Key Point: To absorb the most lycopene, cook tomatoes on a low heat and eat them in the context of a meal containing adequate fat.
Is Tomato Paste Healthy?
Produced by cooking tomatoes for several hours to remove the moisture, tomato paste should contain 100% tomato. T
Tomato paste also has a much deeper flavor, and only small amounts are necessary.
One of the great things about tomato paste is that the lycopene content is more bioavailable than in fresh tomatoes.
In a study, one group of participants consumed 400g (23mg lycopene) of fresh tomatoes with corn oil. Another group ate 40g (23mg lycopene) of tomato paste with corn oil.
Blood samples were taken both before and after the meals, which showed the tomato paste group’s blood contained 2.5x more lycopene (13).
Carbs in Tomato Paste
The number of carbs in tomato paste is much higher than fresh tomatoes, so go easy on it.
Tomato paste is also much more nutrient-dense than fresh tomato due to the lack of moisture.
On a per 100g basis, tomato paste contains 18.9g carbohydrate, 12.2g of which is sugar (14).
If you compare this to fresh tomatoes (5g per 100g) then you can see there’s a huge difference.

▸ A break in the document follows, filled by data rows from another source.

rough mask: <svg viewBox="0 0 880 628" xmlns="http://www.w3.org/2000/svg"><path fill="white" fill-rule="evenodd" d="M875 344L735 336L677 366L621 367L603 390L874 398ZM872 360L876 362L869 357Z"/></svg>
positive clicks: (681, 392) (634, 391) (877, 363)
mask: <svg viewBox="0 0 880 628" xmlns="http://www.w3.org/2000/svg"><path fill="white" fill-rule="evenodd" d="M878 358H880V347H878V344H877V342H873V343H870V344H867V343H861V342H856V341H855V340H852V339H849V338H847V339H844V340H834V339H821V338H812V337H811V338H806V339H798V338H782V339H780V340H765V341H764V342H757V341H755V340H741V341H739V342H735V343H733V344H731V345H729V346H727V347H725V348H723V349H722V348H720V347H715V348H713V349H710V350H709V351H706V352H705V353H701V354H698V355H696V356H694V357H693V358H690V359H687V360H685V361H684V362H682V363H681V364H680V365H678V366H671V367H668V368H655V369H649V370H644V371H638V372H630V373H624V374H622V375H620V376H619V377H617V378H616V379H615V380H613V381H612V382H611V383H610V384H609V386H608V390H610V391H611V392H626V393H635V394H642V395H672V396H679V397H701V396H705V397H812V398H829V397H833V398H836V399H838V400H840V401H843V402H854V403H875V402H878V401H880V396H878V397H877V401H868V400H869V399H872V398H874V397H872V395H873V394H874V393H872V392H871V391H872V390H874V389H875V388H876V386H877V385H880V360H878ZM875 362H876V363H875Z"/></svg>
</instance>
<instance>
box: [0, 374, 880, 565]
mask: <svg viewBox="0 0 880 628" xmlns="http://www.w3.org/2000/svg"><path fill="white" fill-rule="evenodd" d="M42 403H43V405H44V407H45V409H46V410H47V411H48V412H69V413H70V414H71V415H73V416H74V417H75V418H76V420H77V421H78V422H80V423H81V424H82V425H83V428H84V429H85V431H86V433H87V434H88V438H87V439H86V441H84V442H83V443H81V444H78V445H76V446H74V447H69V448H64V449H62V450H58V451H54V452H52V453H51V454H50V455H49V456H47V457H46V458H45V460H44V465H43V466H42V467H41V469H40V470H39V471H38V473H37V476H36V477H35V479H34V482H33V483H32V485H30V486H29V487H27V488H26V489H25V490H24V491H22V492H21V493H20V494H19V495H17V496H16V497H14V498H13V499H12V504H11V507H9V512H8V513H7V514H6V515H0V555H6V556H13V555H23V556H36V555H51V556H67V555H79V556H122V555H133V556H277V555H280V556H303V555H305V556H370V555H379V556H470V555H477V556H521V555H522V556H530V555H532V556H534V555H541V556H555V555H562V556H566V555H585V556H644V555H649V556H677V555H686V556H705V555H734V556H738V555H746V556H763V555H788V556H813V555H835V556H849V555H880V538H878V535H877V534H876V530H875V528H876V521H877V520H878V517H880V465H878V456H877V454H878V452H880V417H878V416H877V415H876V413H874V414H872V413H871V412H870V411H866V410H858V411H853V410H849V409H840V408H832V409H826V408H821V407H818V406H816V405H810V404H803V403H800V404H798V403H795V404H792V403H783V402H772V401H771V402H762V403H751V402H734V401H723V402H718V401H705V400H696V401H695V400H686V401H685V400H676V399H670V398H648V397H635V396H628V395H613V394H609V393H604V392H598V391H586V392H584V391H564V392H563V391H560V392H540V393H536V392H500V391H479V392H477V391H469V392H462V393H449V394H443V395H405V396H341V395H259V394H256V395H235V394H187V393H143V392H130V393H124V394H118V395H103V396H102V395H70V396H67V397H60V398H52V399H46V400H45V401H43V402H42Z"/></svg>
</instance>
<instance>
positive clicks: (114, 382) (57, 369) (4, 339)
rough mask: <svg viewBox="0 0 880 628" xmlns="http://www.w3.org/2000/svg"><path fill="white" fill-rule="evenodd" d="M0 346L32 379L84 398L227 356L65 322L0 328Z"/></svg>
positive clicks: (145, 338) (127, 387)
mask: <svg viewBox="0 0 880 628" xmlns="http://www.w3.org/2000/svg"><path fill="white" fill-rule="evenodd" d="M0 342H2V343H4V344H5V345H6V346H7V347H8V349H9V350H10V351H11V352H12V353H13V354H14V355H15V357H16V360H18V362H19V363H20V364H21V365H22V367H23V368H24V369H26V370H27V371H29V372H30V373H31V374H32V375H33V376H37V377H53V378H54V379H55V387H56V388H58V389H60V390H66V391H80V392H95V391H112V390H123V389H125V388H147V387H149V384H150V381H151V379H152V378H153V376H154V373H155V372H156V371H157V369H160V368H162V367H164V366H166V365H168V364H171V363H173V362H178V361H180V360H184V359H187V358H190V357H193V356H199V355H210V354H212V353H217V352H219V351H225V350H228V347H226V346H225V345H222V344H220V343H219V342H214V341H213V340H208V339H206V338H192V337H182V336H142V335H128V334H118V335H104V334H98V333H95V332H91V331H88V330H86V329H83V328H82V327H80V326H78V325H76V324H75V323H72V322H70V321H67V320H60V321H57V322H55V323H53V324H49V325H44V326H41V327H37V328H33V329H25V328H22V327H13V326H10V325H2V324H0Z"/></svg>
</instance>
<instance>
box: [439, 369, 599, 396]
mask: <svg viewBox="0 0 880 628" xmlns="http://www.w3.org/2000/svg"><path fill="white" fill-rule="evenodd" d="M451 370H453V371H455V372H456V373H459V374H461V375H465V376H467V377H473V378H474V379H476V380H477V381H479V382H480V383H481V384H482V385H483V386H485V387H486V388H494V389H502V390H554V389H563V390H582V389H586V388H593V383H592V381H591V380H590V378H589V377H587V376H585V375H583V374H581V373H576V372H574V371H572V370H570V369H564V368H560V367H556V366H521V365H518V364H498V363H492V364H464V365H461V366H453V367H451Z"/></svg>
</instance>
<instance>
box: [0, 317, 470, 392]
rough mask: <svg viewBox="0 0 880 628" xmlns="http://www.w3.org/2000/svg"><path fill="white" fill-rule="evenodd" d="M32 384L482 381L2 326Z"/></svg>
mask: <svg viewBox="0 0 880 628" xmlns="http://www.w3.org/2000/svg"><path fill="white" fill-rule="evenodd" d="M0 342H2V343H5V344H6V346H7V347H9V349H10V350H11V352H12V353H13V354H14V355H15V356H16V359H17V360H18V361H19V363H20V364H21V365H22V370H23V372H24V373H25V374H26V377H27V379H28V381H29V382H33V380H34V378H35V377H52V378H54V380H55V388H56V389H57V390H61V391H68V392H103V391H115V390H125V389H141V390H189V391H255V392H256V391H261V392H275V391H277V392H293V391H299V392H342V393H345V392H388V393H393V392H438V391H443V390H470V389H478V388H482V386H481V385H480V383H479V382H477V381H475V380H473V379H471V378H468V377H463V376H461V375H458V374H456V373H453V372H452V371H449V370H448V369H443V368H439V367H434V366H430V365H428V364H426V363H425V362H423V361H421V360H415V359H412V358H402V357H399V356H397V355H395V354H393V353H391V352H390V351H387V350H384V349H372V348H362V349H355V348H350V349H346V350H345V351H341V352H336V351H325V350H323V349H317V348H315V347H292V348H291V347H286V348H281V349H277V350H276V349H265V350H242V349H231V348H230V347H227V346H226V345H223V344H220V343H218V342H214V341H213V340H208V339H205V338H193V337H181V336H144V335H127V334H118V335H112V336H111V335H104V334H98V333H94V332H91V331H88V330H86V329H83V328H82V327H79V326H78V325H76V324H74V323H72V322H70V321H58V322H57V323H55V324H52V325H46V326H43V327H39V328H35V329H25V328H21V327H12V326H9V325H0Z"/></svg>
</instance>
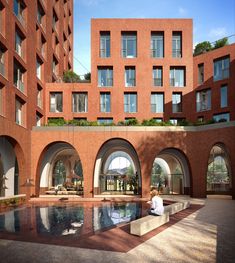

Key Point: Tomato paste, as a heated product, contains a more bio-available form of lycopene. Tomato paste is also more concentrated, so there are more carbs in tomato paste.
Is Tomato Ketchup Healthy?
Tomato ketchup also goes through a cooking process. It’s similar to tomato paste, but with extra added ingredients.
As these additions include a large amount of sugar in the form of high-fructose corn syrup, it’s not something I’d call healthy.
Other ingredients added to ketchup include salt, vinegar and “natural flavoring.”
Sure, it’s true that a small serving will only be a minimal amount of sugar. However, we are all eating far too much sugar, so the more of these things that we remove from our diet, the healthier we will be.
On the positive side, ketchup should also have a decent lycopene content. Then again, this doesn’t mean ketchup is ‘good’ for you.
Ketchup is Carb Heavy
The carbs in tomato ketchup are the highest among tomato products.
On a per 100g basis, ketchup has 27.4g carbs. Sugar content makes up 21.3g of this (15).
In short, more than 20% by weight of ketchup is pure sugar. Unfortunately, the fiber content is also much lower than real tomatoes and tomato paste too (0.3g per 100g).
As with most processed food, nutrient values tend to fall the more removed a food is from its ‘whole food’ form.
Instead of buying ketchup, why not try making a healthy homemade version? There is a great one here if this is something that appeals to you.
Key Point: Although ketchup also contains lycopene, it is too high in sugar and best to avoid.
Tomatoes are tasty, adaptable and have a pretty decent nutrient profile.
The studies into lycopene are intriguing, and it seems like this polyphenol has some interesting health benefits.
However, remember that no one nutrient is a miracle cure alone. It is the overall composition of our diet that matters more than anything else.